#02477Stimuli-responsive platforms for in vitro cell growth and cancer therapy: towards precision medicine

J. Design and scaling up of theranostic nanoplatforms for health: towards translational studies
S. Forciniti 1, V. Onesto 1, F. Serio 1, N. Silvestri 2, C. Camargo De Oliveira 3, T. Pellegrino 2, L.L. Del Mercato 1.
1Institute Of Nanotechnology, National Research Council (cnr‐nanotec), 73100 Italy - Lecce (Italy), 2Istituto Italiano Di Tecnologia, Via Morego 30, 16163 Genoa, Italy. - Genova (Italy), 3Laboratory Of Inflammatory And Neoplastic Cells, Cell Biology Department, Section Of Biological Sciences, Universidade Federal Do Parana ́, Av Cel Francisco H Dos Santos, S/n, Cep 81530-980 Curitiba, Pr, Brazil - Curitiba (Brazil)

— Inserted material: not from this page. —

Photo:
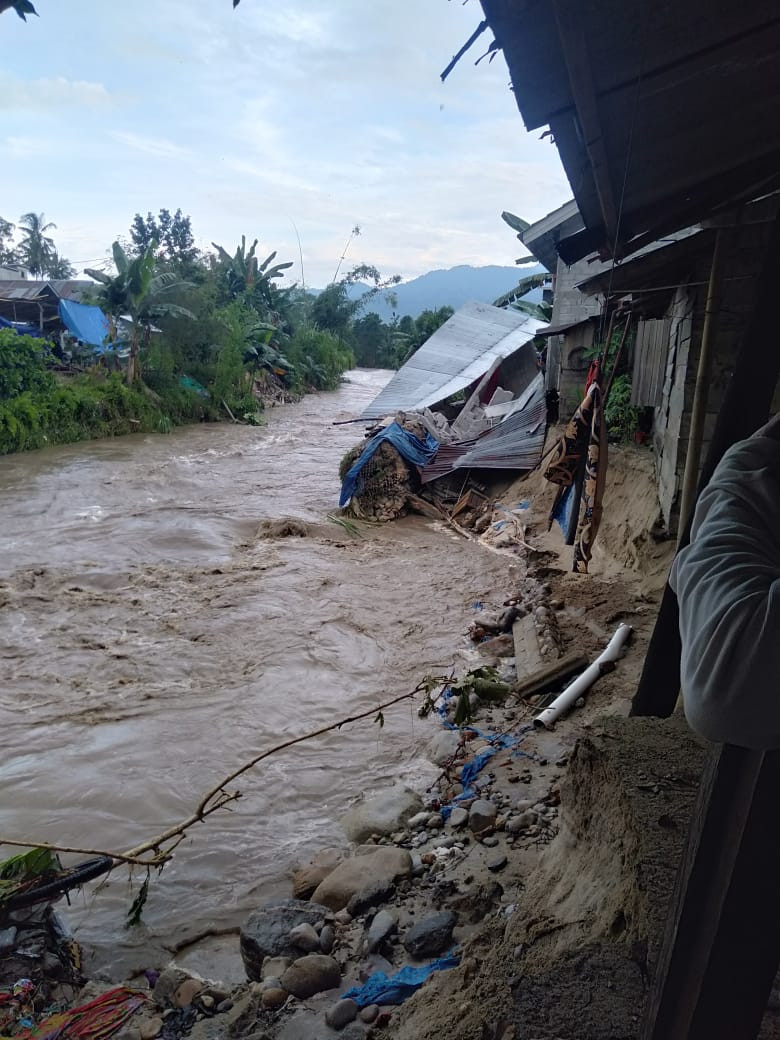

The design of powerful in vitro cell culture platforms employed in the precision medicine field can contribute to predict patient’s response to cancer treatment [1]. Polymeric electrospun nanofibers manufactured in a controlled manner possess a dual ability to support in vitro cell growth by mimicking the extracellular matrix (ECM)  and to control drug release [2]. For this purpose, we established an electrospinning method to produce biocompatible blended polyvinyl-alcohol (PVA)/ gum arabic (GA) ECM-like nanofibers for in vitro cell cultures capable of delivering nanocomposites for biomedical application [3]. After the development and the characterization of the PVA/GA ECM-like nanofibers, heat treatment was used to crosslink the nanofibers and biocompatibility was evaluated, demonstrating the ability of the developed platform to provide a cell culture-friendly environment. As GA-gold nanoparticles (GA-AuNPs) in non-cytotoxic concentrations can reduce invasion and colony formation of metastatic melanoma cells [4], the crosslinked nanofibers were functionalized with GA-AuNPs and its cellular delivery was evaluated. GA-AuNPs were efficiently adsorbed onto the PVA/GA nanofibers surface and the system effectively delivered the nanocomposites to metastatic melanoma cells. In addition, we produced biocompatible nanofibers of polycaprolactone loaded with iron magnetic nanoparticles as heat mediators to introduce a multi-therapeutic approach based on the combination of the magnetic hyperthermia with the chemotherapeutic effects of doxorubicin [5]. The drug-free magnetic fibers showed high biocompatibility when used as substrates for growing fibroblast cells with no adverse effects on cell adhesion and viability in absence of magnetic hyperthermia exposure. On the contrary, the fibers containing both magnetic nanocubes and doxorubicin showed significant cytotoxic effects on cervical cancer cells following the exposure to magnetic hyperthermia. Notably, the magnetic hyperthermia field conditions are those of clinical use and the combination of heat damage by magnetic hyperthermia with enhanced diffusion of doxorubicin at therapeutic temperature are responsible for a more effective oncotherapy. The research leading to these results was supported from the European Research Council (ERC) under the European Union's Horizon 2020 research and innovation programme (grant agreement No 759959, ERC-StG “INTERCELLMED”).


1. Turetta M. et al, Curr. Med. Chem. 2018; 25,4616-4637;

2. Jin L et al, Macromol. Mater. Eng, 2017; 302, 1–9;

3. Serio F. et al, Int J Biol Macromol. 2021; 188:764-773;

4. Gonçalves P. et al, Eur J Pharm Biopharm 2020; 157:221-232;

5. Serio F. et al, J Colloid Interface Sci. 2022; 607 (Pt 1):34-44.